I received this book from Netgalley in exchange for an honest review.
I don’t really know how to start this review, because I feel like I just have so many things I want to say, so I’m just going to go for it and hope that it doesn’t look like a mess of words.
We Are Lost and Found follows Michael, a high school student in the early 1980’s. It’s a coming of age story, a slice of life, and a bit of historical fiction all rolled up into one. The book is told through Michael’s perspective as he navigates the year of 1983. He’s hiding the fact that he’s gay from his parents to avoid getting kicked out of the house like his older brother Connor, he’s trying to figure out how to love someone amidst the AID’s crisis that’s sweeping the nation, and he’s figuring out his music, his passion, and who he is.
There is a lot that goes on in this book, but the way that it was written makes it come across in a way that isn’t overwhelming.

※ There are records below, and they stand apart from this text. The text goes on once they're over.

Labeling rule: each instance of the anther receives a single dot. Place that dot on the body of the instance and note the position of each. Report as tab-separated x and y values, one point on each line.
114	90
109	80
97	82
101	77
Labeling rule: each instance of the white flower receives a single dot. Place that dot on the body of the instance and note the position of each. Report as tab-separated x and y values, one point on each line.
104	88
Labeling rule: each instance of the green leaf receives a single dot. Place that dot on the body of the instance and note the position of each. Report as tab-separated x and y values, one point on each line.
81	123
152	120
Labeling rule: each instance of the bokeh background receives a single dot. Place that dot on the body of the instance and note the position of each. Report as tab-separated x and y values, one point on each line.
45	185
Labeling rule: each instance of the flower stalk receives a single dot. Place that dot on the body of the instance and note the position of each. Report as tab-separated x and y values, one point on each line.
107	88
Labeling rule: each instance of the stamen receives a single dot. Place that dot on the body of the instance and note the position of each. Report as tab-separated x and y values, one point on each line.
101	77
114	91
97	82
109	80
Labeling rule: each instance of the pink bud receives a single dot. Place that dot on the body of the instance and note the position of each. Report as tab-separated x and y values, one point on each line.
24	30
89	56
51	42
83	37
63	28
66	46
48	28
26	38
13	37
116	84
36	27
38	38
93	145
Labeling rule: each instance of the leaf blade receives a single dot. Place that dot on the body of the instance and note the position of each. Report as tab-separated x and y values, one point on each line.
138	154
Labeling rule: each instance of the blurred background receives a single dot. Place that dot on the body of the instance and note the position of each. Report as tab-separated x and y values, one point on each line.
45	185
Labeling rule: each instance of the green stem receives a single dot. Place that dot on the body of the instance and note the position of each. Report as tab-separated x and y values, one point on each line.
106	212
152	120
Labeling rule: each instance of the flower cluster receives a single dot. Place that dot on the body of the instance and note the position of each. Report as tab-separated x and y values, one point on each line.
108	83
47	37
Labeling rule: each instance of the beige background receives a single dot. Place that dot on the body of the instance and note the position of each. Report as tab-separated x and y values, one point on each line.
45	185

The book is narrated from Michael’s perspective in a series of vignettes. The whole book is very stream of consciousness, there is not a single quotation mark used to signify dialogue used throughout the entire book.
Personally, I loved this way of storytelling. It was refreshing and I felt like it worked really well with the plot and the characters. I think it gave us another way to understand Michael’s character, and I really enjoyed that.
I loved that Michael had a little community supporting him throughout the book. Michael’s gay, and though he’s not out to his parents and in his school, he does have the support of his two best friends and his brother.
Michael’s brother Connor, who was kicked out of the house after high school when his father found out that he was gay, regularly keeps in touch with Michael. From meeting up for dinner, or going to the club together, they always keep in touch even though Connor is estranged from the rest of his family. Throughout the book, they always had each other’s backs, so if you’re looking for some A+ sibling representation, this is the book for you.
Another major plotline of the book follows the AID’s crisis. Throughout the book, you really get a sense of what it was like to live during that time period, from the specific news articles to the educational pamphlets mentioned. The book was written in a way that really gives you a window into what it was like to live back then. I wasn’t alive in the ’80s, but I still feel that I got a really good grasp of what the climate of the time was like.
At the end of this book, there were two fantastic afterwords by people who experienced what is described in the book firsthand, and who were (and still are) involved in the AID’s movement.
Everything I have to say about this book is 100% positive. I had a great time reading it, I loved the characters, the plot, and how the book so masterfully transported the reader to another time period.
Are you planning on reading this book? What’s a book that you read that has awesome sibling representation? Do you like historical fiction?